Rab32 directly interacts with LRRK2 and mediates its transport to and from the pericentriolar endosome

LRRK2 is a multi-domain protein of 280 kDa. Mutations especially in the GTPase and kinase domains of LRRK2 are the most common causes of heritable and sometimes sporadic forms of Parkinson’s disease (PD) [1]. At least some of these mutations, including the most frequent one, G2019S, lead to an increased LRRK2 kinase activity and subsequently to PD pathogenesis [2 - 4]. Here, we demonstrate a novel mechanism of LRRK2 binding and transport, which involves the small GTPase Rab32. Rab32 and its closest homologue Rab38 are known to organize the trans Golgi network and thereby the transport of key enzymes in melanogenesis [5 - 6]. Here, we demonstrate that Rab32 interacts directly with LRRK2. In yeast 2 hybrid experiments we identified a coiled-coil motif containing region within the N-terminus of LRRK2 as possible interaction domain.

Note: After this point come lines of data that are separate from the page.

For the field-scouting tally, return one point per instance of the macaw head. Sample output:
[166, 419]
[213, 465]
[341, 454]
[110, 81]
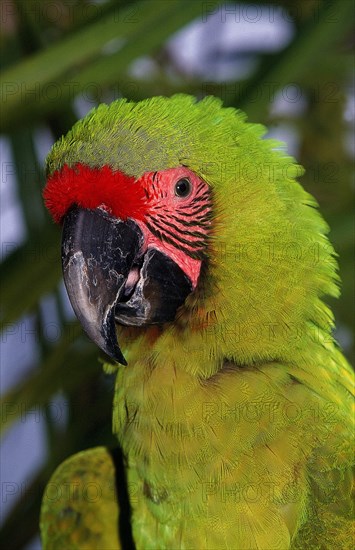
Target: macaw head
[177, 214]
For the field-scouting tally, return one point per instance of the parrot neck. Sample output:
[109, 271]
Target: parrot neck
[208, 443]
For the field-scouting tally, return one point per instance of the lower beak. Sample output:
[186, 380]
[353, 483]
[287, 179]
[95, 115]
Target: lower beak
[98, 252]
[109, 279]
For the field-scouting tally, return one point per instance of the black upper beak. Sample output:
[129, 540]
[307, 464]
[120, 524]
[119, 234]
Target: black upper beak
[110, 280]
[98, 251]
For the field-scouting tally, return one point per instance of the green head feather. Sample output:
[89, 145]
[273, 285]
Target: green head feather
[270, 264]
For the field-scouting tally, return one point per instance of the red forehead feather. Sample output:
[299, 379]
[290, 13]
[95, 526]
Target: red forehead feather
[92, 187]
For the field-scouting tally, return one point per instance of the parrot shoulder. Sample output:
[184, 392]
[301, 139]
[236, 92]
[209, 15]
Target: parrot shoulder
[81, 504]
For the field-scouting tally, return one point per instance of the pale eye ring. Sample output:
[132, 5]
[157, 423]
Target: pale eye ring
[183, 187]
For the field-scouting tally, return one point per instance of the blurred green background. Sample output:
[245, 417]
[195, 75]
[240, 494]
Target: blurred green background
[286, 63]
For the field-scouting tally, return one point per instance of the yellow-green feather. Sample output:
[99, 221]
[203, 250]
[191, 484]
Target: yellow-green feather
[236, 419]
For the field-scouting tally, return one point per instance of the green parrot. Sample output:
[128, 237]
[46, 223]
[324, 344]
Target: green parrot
[198, 264]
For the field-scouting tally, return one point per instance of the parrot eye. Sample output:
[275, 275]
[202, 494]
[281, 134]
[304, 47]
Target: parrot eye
[182, 188]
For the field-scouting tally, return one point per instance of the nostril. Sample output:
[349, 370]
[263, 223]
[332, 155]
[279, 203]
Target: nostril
[132, 280]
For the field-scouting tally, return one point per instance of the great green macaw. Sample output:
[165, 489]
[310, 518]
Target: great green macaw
[198, 264]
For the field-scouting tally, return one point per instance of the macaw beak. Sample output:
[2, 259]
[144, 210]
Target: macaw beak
[109, 279]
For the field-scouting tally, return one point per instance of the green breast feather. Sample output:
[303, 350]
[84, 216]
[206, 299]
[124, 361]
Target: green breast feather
[234, 417]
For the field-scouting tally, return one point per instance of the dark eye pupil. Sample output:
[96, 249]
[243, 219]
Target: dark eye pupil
[182, 187]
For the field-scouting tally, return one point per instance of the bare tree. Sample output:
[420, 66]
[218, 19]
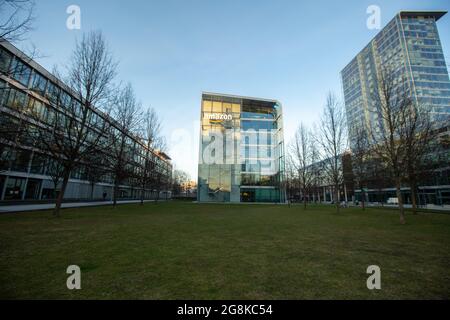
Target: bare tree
[419, 139]
[332, 140]
[73, 130]
[128, 116]
[55, 169]
[151, 136]
[180, 180]
[95, 169]
[360, 153]
[392, 105]
[302, 160]
[16, 19]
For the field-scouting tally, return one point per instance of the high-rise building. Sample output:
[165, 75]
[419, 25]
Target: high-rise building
[409, 44]
[241, 150]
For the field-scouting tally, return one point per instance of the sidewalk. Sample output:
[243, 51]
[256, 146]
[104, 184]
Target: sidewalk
[46, 206]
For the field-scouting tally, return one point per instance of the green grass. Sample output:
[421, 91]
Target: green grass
[181, 250]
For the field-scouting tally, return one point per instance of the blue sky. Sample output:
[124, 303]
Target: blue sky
[171, 51]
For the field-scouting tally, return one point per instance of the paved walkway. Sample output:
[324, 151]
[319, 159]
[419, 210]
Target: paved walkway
[46, 206]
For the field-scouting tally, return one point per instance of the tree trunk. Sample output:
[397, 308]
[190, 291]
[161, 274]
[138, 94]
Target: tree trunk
[414, 197]
[142, 195]
[400, 202]
[157, 196]
[59, 199]
[304, 198]
[92, 191]
[337, 198]
[115, 192]
[363, 198]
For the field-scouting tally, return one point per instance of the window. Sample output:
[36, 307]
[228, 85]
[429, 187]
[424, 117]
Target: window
[21, 72]
[16, 100]
[5, 60]
[38, 83]
[52, 93]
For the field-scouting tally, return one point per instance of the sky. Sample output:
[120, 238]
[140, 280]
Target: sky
[171, 51]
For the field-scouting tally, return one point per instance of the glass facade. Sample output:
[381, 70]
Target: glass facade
[241, 150]
[410, 45]
[25, 166]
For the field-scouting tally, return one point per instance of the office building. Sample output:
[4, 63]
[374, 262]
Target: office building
[25, 169]
[241, 150]
[409, 45]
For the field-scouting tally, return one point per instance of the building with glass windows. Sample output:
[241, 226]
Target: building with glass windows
[409, 44]
[25, 167]
[241, 150]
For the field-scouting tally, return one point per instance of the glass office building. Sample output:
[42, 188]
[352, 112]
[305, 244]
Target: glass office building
[241, 150]
[410, 45]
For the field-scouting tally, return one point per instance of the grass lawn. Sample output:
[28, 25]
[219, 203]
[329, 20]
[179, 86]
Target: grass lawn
[182, 250]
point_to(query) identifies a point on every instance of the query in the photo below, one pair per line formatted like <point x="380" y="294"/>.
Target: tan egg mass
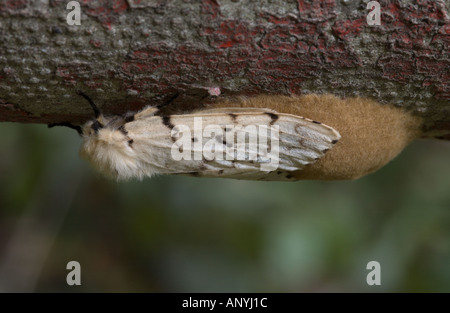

GST pulldown experiments confirmed the interaction. Microscopic analyses displayed a colocalization of Rab32 and LRRK2 at pericentriolar endosomes, in perinuclear aggregates and in transport vesicles. In contrast, no colocalization of LRRK2 and Rab32 was detectable at the Golgi apparatus. Live cell imaging shows co-transport of Rab32 and LRRK2 to and from pericentriolar endosomes. Further investigation is needed how Rab32 influences LRRK2 function in the cell. We are currently focusing on the aspect how LRRK2 membrane recruitment, dimerization and kinase activity are modulated by Rab32.